Hoje escrevo de costas para o mar. Se quem lê estas linhas me pudesse ver, quando as escrevo, através delas, veria o mar atrás de mim. Não pode, mas consegue imaginá-lo ou, pelo menos imaginar um mar qualquer.
Para quem cresceu junto à costa, o mar não é estranho. É incerto, quanto baste, mas não é estranho, mesmo quem alguma dessa incerteza seja quase estranhamente regular.
Por exemplo, a maré sobe e desce ao ritmo dos movimentos de translação e rotação da Terra e da Lua que nos acompanha (mostrando-nos sempre a mesma face) com uma regularidade tão previsível que sabemos calcular, ao minuto, o horário, a amplitude e a altura, ao decímetro, das marés astronómicas, com muitos meses de antecedência.
Mas mesmo dentro de toda esta regularidade astronómica, é quase impossível prever a menos de alguns dias ou horas, as variações meteorológicas, vulcânicas ou sísmicas com maior potencial impacto nas nossas vidas.
O Mundo é um pouco como este mar.

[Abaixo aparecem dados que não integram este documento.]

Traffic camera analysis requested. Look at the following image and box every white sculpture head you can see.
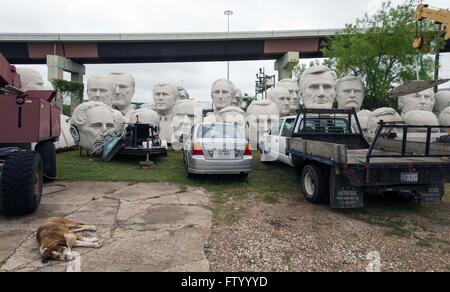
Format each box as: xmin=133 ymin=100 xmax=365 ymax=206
xmin=336 ymin=76 xmax=364 ymax=111
xmin=434 ymin=90 xmax=450 ymax=113
xmin=367 ymin=107 xmax=403 ymax=136
xmin=402 ymin=110 xmax=439 ymax=133
xmin=87 ymin=76 xmax=116 ymax=107
xmin=109 ymin=73 xmax=136 ymax=115
xmin=211 ymin=79 xmax=236 ymax=111
xmin=439 ymin=106 xmax=450 ymax=126
xmin=70 ymin=101 xmax=119 ymax=155
xmin=267 ymin=87 xmax=291 ymax=117
xmin=398 ymin=88 xmax=436 ymax=115
xmin=153 ymin=83 xmax=179 ymax=116
xmin=177 ymin=86 xmax=190 ymax=100
xmin=17 ymin=67 xmax=44 ymax=91
xmin=245 ymin=100 xmax=280 ymax=148
xmin=277 ymin=79 xmax=300 ymax=114
xmin=231 ymin=88 xmax=244 ymax=107
xmin=130 ymin=108 xmax=159 ymax=126
xmin=172 ymin=100 xmax=203 ymax=146
xmin=300 ymin=65 xmax=337 ymax=109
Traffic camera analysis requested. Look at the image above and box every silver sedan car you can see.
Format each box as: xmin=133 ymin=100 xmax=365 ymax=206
xmin=183 ymin=123 xmax=253 ymax=178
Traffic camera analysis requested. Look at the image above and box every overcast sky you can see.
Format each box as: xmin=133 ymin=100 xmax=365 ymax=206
xmin=0 ymin=0 xmax=450 ymax=102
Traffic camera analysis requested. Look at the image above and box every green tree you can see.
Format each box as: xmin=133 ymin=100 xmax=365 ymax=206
xmin=322 ymin=1 xmax=443 ymax=110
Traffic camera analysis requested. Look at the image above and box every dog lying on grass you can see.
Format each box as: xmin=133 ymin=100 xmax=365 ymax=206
xmin=36 ymin=218 xmax=100 ymax=262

De algum modo é previsível ao nível astronómico, mas cada vez nos parece mais volátil no dia a dia, com muitas mudanças globalmente impactantes num curto espaço de tempo.
Nos últimos tempos enfrentámos vários problemas globais, a começar por uma pandemia que provou a necessidade de termos respostas globais, o crescimento das desigualdades sociais, o ressurgimento de nacionalismos, as guerras comerciais, as alterações climáticas, os ataques cibernéticos (cada vez mais graves num mundo tão informatizado), a precariedade laboral, os ventos de guerra que sopram cada vez mais fortes.
O Professor Manfred Steger, um dos especialistas mundiais na área da Globalização e dos Estudos Globais, considera que atravessamos uma Era da Grande Inquietação (Great Unsettling, no original), com a intensificação de dinâmicas globais de volatilidade, insegurança e deslocação, e destaca dois eventos em particular que concorrem para o aumento desta sensação: a pandemia da CoViD-19 e a intensificação da competição entre grandes potências mundiais.
O primeiro mostrou que a cooperação científica à escala global funciona, mas sublinhou também as fragilidades na relação com o chamado Sul Global, onde tardaram a chegar as vacinas, que noutras partes do mundo passavam de prazo sem ser usadas. O segundo, em parte relacionado com o primeiro, confirma que o Poder tem horror ao vazio. Quando a anterior administração republicana dos EUA abdicou do seu espaço nas organizações internacionais, optando por uma lógica de confronto, China, Rússia e Índia não tardaram em ocupar o espaço vazio e a conquistar influência, principalmente junto do mesmo Sul Global.
Para agravar, cresce o impacto das alterações climáticas. A desregulação laboral e ambiental em muitos países necessitados de investimento estrangeiro levou à deslocalização de várias indústrias principalmente para países do Sul Global, que tem provocado, de forma irreversível, a destruição de habitats e de modos de vida tradicionais, com a morte e contaminação química de lagos e cursos de água, ou a instalação de minas a céu aberto onde antes eram florestas e campos agrícolas, criando ondas de migrantes, internos e externos, que não têm para onde voltar.
Não é por estarmos de costas voltadas para o mar, que deixarão de chegar, à procura de uma vida melhor, de um lugar que possam chamar casa na terra daqueles que envenenaram a sua. Por não terem alternativa.
Nós ainda temos alternativas. Uma delas é defender os seus direitos.
Porque podíamos ser nós a navegar nesse mar.